Le programme entend répondre à un déséquilibre structurel : l’Afrique produit près de 15 % du café mondial mais en capte moins de 10 % de la valeur finale, près de 80 % des volumes étant exportés en grains verts non standardisés, et le cultivateur ne percevant qu’entre 1 et 10 % du prix final. African Coffee Hub se positionne sur la consolidation des origines, l’harmonisation qualité, la traçabilité numérique, le blending, le packaging et la logistique export depuis Tanger Med.
Une première vague de Memorandums of Understanding a été signée avec les ministres de l’Agriculture de la Sierra Leone, de la Guinée — accompagné de son homologue des Finances — et de Madagascar, ainsi qu’avec Banta African Coffee Ltd en Ouganda, dirigée par M. Nzeire Kaguta, frère du Président de la République. La Sierra Leone ouvre par ailleurs la voie à un financement structurant de 65 M$ dédié à l’agribusiness national, à travers le programme Feed Salone, et met en avant le café Stenophylla, variété rare résistante à la chaleur.
Le Nigeria s’engage pour sa part, à travers la société AGARA, en mobilisant 2 000 hectares au bénéfice d’African Coffee Hub et en mettant à disposition 1 000 m² au profit de l’OCI et de la BID pour la construction du plus grand centre de recherche dédié au café en Afrique, placé sous le management et la supervision d’African Coffee Hub.

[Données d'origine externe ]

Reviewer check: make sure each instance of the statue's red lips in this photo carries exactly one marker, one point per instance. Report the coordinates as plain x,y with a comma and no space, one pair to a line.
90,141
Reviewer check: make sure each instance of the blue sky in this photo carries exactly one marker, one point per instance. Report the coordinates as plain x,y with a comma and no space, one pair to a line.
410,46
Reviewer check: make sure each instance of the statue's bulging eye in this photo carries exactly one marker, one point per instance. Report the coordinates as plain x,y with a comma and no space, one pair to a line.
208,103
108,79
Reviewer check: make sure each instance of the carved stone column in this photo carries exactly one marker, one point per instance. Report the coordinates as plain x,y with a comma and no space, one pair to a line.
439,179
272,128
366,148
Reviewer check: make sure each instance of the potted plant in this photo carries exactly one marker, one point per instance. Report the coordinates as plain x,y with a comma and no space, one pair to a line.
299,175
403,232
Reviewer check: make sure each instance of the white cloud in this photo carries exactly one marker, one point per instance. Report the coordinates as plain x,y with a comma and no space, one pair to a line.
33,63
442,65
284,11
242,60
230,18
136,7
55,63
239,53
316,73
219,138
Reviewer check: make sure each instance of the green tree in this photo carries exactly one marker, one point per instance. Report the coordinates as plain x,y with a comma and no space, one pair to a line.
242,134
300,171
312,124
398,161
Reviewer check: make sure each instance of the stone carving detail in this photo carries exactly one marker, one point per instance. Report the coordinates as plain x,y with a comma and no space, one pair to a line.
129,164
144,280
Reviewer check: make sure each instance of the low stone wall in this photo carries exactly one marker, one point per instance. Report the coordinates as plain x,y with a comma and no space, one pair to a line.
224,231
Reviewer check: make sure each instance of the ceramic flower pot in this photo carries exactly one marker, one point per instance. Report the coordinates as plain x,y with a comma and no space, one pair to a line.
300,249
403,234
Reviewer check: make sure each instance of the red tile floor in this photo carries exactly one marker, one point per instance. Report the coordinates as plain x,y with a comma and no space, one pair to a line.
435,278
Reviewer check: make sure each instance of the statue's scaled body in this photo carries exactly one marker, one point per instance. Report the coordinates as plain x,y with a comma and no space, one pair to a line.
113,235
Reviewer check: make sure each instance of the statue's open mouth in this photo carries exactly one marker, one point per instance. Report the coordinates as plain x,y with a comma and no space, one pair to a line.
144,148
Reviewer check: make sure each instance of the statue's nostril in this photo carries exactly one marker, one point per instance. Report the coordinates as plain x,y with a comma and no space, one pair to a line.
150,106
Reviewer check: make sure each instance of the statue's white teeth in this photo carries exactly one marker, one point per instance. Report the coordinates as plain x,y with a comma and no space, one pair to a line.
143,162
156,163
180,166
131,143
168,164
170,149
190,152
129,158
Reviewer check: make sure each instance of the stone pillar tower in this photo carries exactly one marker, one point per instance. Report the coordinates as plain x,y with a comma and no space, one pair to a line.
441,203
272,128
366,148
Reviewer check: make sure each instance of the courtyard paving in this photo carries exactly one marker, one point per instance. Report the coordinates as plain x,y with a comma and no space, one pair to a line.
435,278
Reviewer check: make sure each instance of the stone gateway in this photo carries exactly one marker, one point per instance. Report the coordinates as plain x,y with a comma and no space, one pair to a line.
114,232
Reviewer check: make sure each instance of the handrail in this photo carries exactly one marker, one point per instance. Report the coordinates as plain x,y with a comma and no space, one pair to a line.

Au total, huit nations sont mobilisées — Sierra Leone, Guinée, Madagascar, Ouganda, Togo, Cameroun, Côte d’Ivoire et Royaume du Maroc — auxquelles s’ajoute l’engagement structurant du Nigeria via AGARA, couvrant l’Afrique de l’Ouest, l’Afrique centrale, l’Afrique de l’Est et l’océan Indien.
Le Maroc, qui ne produit pas de café, s’intègre à la chaîne de valeur continentale comme maillon complémentaire et essentiel, chargé du tri, de l’agrégation, du contrôle qualité, du blending, de la traçabilité numérique et de l’accélération de l’accès du café africain aux marchés finaux d’Europe et d’Amérique du Nord. Le positionnement s’appuie sur la puissance logistique de Tanger Med, l’expertise agronomique d’OCP Africa et le capital diplomatique du Royaume sur le continent.
L’architecture institutionnelle repose sur trois piliers de la BID : sectoriel, avec la transposition au café de l’expertise éprouvée sur le riz, le manioc, le coton et les céréales ; financier, à travers la mobilisation de l’ITFC, de l’ICIEC et de l’ICD ; et inclusif, avec une microfinance ciblant coopératives, PME, femmes — qui représentent plus de 60 % de la main-d’œuvre — et jeunes ruraux. L’IOFS, l’ICDT et OCP Africa apportent des contributions complémentaires, dans le cadre réglementaire de la ZLECAf.
Le marché mondial du café est estimé à 245,2 Md$ en 2024 et projeté à 380 Md$ en 2034, soit un TCAC de 4,5 %. La filière fait vivre 100 millions de personnes, dont 12 à 15 millions de petits exploitants directement engagés dans la culture.
« Il s’agit non seulement d’un rééquilibrage économique, mais aussi de la répartition du pouvoir », déclare Sanae Benabdelkhalek, Présidente d’African Coffee Hub.